Making 70 million lives better with technology

With the 2015 ASEAN economic integration just around the corner, Thailand’s economic managers are streamlining efforts to make sure the country is “primed and ready” to be part of the world’s next regional powerhouse.

At the heart of Thailand’s national economic development strategy are Information Communication Technologies playing a critical role in education, entrepreneurship and economic competitiveness, areas in which Microsoft is taking an active part to make sure every citizen is able to take advantage of today’s cutting edge technologies.

“Thailand’s national priorities are closely aligned with Microsoft’s vision to make 70 million lives better,” said Haresh Khoobchandani, Managing Director, Microsoft Thailand.

“In our 20 years of operation in Thailand, we believe that IT has become an essential tool for holistic growth. Apart from being a world leader in software, services and solutions that help people and businesses realise their full potential, we are also very committed to our Corporate Social Responsibility (CSR) programmes like Partners in Learning, Imagine Cup, DreamSpark, BizSpark and YouthSpark that promise impactful results in communities.”
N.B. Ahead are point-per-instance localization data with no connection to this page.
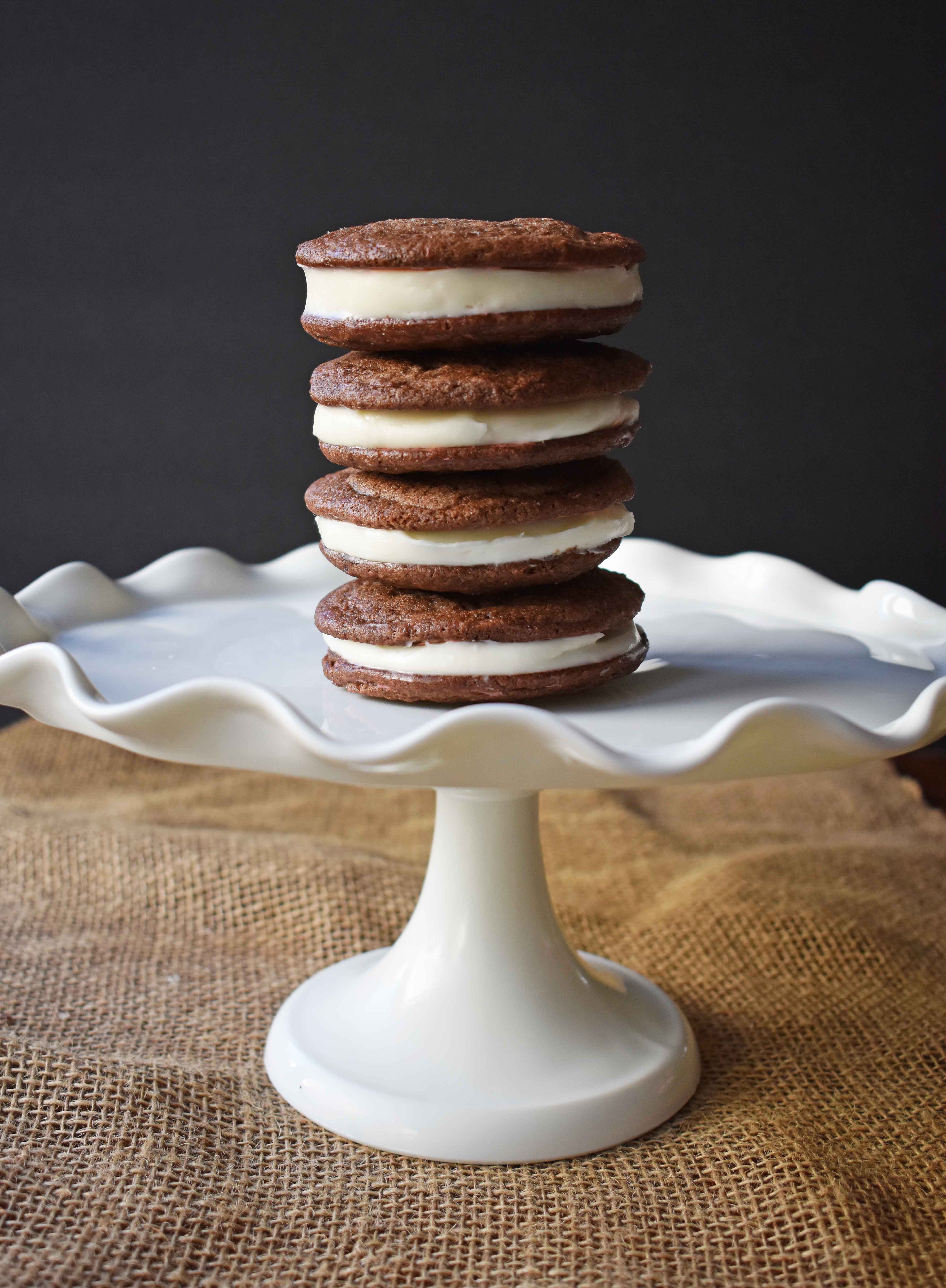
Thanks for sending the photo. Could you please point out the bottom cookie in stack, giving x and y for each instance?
(414, 646)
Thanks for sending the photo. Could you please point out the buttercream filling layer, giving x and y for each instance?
(407, 294)
(349, 427)
(486, 657)
(468, 548)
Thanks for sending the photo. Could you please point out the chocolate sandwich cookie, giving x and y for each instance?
(473, 532)
(417, 646)
(476, 410)
(442, 284)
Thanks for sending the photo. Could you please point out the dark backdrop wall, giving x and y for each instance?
(163, 163)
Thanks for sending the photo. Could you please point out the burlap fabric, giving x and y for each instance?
(155, 916)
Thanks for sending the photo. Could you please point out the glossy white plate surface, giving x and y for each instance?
(757, 666)
(481, 1036)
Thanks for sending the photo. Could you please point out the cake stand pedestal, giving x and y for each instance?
(481, 1036)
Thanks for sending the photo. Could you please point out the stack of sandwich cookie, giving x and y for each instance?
(476, 503)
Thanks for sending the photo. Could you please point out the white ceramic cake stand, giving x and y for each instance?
(481, 1036)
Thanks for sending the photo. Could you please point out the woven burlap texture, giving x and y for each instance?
(155, 916)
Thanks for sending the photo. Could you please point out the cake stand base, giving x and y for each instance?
(480, 1036)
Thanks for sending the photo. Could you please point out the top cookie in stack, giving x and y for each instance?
(447, 284)
(472, 364)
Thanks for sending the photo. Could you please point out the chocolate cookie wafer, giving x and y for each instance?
(473, 532)
(442, 284)
(476, 410)
(414, 646)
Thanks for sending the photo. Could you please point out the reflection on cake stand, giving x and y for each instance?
(481, 1036)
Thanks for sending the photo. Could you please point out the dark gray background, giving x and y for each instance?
(162, 165)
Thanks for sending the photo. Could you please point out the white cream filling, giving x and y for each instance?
(486, 657)
(448, 293)
(347, 427)
(467, 548)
Microsoft Thailand has received a total of six CSR Recognition awards for the company’s commitment to the community. Awards include: Microsoft Unlimited Potential – Community Technology Skills Programme in 2007; MultiPoint Mouse, an education project under Partners in Learning, in 2009; the software design and development challenge for Imagine Cup in 2010; and the BETTER programme in 2011 and 2012. Most recently, Microsoft was recognised for its YouthSpark programme in 2013.

According to Khoobchandani, YouthSpark creates education and employment opportunities for youth through different programmes that are implemented with Microsoft’s partners from both the public and private sectors. This initiative helps empower young people to imagine and realise their highest potential in education, employment and entrepreneurship. Most importantly, the programmes support their ability to initiate transformative change for themselves and their communities.

“For our employees and me, it has been such a joy watching our CSR programmes unfold and take on a life of their own. The stories we hear from various groups and communities that detail how the programmes have improved their lives, give us the emotional connection to our work and pushes us to make an even greater impact in additional communities.”

Khoobchandani shared a story about how Khadiyah Amanakun, an English teacher in the southern province of Thailand, integrated technology to better engage students.

The English proficiency in the country is extremely low and students generally pick up English only as a third or fourth language. To ignite the students’ passion for English, Amanakun creatively used simple IT tools to make learning fun and interesting.

“Amanakun uses Songsmith, a musical application to create songs for students to practice and sing along as she introduces new vocabularies. She makes use of a function in Microsoft Excel that lets students feed the chosen cells to a text-to-speech engine so they can practice pronunciation of English words. Students were also introduced to platforms such as Flip Album and to create digital books,” adds Khoobchandani.

“It’s not just about the tools and applications we provide,” he says. “At the end of the day, it’s all about helping people stretch their imagination so they can see the opportunities within their grasp, help them realise talents they didn’t know they had and most of all enable them to become the competitive innovators that the country needs.”